I am also having this error where the read_sas
simply fails and there is no other option whatsoever to read and salvage the file / good data.
>>> df = pd.read_sas('my_sas_file.sas7bdat')
Traceback (most recent call last):
File "/opt/anaconda3/lib/python3.10/site-packages/pandas/io/sas/sas7bdat.py", line 83, in _convert_datetimes
return pd.to_datetime(sas_datetimes, unit=unit, origin="1960-01-01")
File "/opt/anaconda3/lib/python3.10/site-packages/pandas/core/tools/datetimes.py", line 1068, in to_datetime
values = convert_listlike(arg._values, format)
File "/opt/anaconda3/lib/python3.10/site-packages/pandas/core/tools/datetimes.py", line 393, in _convert_listlike_datetimes
return _to_datetime_with_unit(arg, unit, name, tz, errors)
File "/opt/anaconda3/lib/python3.10/site-packages/pandas/core/tools/datetimes.py", line 557, in _to_datetime_with_unit
arr, tz_parsed = tslib.array_with_unit_to_datetime(arg, unit, errors=errors)
File "pandas/_libs/tslib.pyx", line 312, in pandas._libs.tslib.array_with_unit_to_datetime
pandas._libs.tslibs.np_datetime.OutOfBoundsDatetime: cannot convert input with unit 's'
During handling of the above exception, another exception occurred:
Traceback (most recent call last):
File "<stdin>", line 1, in <module>
File "/opt/anaconda3/lib/python3.10/site-packages/pandas/util/_decorators.py", line 331, in wrapper
return func(*args, **kwargs)
File "/opt/anaconda3/lib/python3.10/site-packages/pandas/io/sas/sasreader.py", line 175, in read_sas
return reader.read()
File "/opt/anaconda3/lib/python3.10/site-packages/pandas/io/sas/sas7bdat.py", line 742, in read
rslt = self._chunk_to_dataframe()
File "/opt/anaconda3/lib/python3.10/site-packages/pandas/io/sas/sas7bdat.py", line 792, in _chunk_to_dataframe
rslt[name] = _convert_datetimes(rslt[name], "s")
File "/opt/anaconda3/lib/python3.10/site-packages/pandas/io/sas/sas7bdat.py", line 85, in _convert_datetimes
s_series = sas_datetimes.apply(_parse_datetime, unit=unit)

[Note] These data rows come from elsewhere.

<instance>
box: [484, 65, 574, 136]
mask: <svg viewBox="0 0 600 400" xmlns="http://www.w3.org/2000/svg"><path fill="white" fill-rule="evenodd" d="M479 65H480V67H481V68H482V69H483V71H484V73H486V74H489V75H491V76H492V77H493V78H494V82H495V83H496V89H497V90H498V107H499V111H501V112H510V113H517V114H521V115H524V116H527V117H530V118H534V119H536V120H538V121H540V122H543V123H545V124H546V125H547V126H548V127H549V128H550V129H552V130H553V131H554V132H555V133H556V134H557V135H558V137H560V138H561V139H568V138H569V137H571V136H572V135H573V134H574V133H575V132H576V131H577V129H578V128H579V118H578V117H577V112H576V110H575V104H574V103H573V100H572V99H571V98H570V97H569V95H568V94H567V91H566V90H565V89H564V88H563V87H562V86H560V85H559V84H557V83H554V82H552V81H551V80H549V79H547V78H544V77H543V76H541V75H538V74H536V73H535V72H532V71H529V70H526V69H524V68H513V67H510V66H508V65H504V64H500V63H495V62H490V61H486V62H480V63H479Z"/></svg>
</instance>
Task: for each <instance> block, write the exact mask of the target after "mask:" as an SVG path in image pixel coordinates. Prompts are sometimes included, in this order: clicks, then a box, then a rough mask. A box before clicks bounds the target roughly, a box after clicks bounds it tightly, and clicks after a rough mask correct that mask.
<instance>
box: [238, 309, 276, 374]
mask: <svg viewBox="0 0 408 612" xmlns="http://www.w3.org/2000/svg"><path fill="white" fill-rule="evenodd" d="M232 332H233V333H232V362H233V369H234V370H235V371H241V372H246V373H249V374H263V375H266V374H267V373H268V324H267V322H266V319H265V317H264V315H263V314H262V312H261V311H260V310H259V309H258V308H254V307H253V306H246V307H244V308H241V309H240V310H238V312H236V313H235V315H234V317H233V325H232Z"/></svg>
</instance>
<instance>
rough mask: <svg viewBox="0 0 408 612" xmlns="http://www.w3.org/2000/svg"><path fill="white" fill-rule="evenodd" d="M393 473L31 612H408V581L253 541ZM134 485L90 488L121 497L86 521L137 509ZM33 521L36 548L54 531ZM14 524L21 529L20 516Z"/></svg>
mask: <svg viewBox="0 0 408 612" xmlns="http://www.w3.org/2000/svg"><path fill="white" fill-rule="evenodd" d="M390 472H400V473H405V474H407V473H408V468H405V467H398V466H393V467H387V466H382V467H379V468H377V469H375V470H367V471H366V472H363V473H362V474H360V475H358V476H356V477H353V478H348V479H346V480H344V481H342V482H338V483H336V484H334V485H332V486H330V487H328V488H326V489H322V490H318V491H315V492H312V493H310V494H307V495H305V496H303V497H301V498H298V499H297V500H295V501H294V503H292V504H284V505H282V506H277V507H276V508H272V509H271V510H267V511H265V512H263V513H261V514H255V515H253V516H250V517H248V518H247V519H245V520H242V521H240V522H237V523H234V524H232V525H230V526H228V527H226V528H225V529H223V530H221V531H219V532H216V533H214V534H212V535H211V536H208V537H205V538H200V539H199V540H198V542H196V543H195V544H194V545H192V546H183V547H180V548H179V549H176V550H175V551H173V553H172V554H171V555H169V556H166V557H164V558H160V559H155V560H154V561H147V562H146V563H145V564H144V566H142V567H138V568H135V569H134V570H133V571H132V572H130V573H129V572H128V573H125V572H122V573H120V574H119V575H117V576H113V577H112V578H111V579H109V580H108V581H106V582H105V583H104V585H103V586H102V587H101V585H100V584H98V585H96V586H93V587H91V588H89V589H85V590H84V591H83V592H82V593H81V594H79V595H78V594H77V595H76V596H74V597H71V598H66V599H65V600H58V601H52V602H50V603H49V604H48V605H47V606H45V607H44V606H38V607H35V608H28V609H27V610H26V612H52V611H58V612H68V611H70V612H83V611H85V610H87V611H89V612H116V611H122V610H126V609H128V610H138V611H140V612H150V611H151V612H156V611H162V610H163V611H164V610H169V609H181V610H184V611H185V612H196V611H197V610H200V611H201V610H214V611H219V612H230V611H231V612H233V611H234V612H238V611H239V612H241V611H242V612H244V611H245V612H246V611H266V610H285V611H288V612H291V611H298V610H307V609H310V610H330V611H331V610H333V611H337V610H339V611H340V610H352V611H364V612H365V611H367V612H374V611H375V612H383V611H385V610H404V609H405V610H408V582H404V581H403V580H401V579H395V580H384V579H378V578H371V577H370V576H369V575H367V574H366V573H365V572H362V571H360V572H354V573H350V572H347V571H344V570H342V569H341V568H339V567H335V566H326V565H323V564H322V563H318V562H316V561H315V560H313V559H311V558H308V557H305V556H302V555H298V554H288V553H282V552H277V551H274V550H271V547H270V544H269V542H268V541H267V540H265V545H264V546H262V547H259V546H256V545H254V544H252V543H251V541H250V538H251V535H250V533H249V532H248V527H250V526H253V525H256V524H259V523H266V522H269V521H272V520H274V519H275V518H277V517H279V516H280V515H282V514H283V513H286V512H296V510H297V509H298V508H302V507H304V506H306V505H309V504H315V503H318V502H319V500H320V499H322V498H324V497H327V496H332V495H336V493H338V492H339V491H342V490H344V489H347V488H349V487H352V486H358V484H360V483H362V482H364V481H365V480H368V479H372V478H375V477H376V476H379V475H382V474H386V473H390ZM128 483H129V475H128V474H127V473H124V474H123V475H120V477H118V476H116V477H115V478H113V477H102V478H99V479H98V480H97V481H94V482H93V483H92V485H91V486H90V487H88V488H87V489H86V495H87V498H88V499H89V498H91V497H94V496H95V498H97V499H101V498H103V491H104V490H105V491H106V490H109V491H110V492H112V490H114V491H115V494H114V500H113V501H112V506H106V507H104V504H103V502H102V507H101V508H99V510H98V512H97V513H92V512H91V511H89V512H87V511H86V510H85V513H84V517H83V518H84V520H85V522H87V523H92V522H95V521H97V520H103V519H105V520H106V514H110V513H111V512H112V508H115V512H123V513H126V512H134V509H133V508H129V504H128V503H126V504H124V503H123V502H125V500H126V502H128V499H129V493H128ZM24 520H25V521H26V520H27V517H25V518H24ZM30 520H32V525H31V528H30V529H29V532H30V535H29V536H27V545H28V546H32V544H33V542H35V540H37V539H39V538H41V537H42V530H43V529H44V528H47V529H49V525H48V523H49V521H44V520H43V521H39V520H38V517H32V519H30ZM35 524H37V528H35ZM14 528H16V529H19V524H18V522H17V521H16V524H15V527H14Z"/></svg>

File "/opt/anaconda3/lib/python3.10/site-packages/pandas/core/series.py", line 4771, in apply
return SeriesApply(self, func, convert_dtype, args, kwargs).apply()
File "/opt/anaconda3/lib/python3.10/site-packages/pandas/core/apply.py", line 1123, in apply
return self.apply_standard()
File "/opt/anaconda3/lib/python3.10/site-packages/pandas/core/apply.py", line 1174, in apply_standard
mapped = lib.map_infer(
File "pandas/_libs/lib.pyx", line 2924, in pandas._libs.lib.map_infer
File "/opt/anaconda3/lib/python3.10/site-packages/pandas/core/apply.py", line 142, in f
return func(x, *args, **kwargs)
File "/opt/anaconda3/lib/python3.10/site-packages/pandas/io/sas/sas7bdat.py", line 55, in _parse_datetime
return datetime(1960, 1, 1) + timedelta(seconds=sas_datetime)
OverflowError: days=-1176508800; must have magnitude <= 999999999
Reading the same file in R using the haven
package works just fine and actually shows the bad timestamps clearly.
> library(haven)
> df <- read_sas('my_sas_file.sas7bdat')
> summary(df$DtObgnOrig)
Min. 1st Qu.
"-3219212-04-24 00:00:00.0000" "2004-01-27 00:00:00.0000"
Median Mean
"2008-08-11 00:00:00.0000" "2009-03-08 10:15:16.7828"
3rd Qu. Max.
"2014-12-09 00:00:00.0000" "2027-06-12 00:00:00.0000"
NA's
"93215826"
There are a few tests in tests.io.sas.test_sas7bdat that need attention from someone with access to SAS.
We need to read the file "pandas/tests/io/sas/data/max_sas_date.sas7bdat" with SAS and inspect the first entry in the dt_as_dt column to confirm the expected behavior. It is also unclear what precision the result should have: the comment suggests milliseconds, we get microseconds, and pyreadstat rounds to seconds (xref https://github.com/WizardMac/ReadStat/issues/306)
Similarly we need to read the file "pandas/tests/io/sas/data/datetime.sas7bdat" with SAS and inspect the first and last entries in the "DateTimeHi" column to ensure we are getting these right.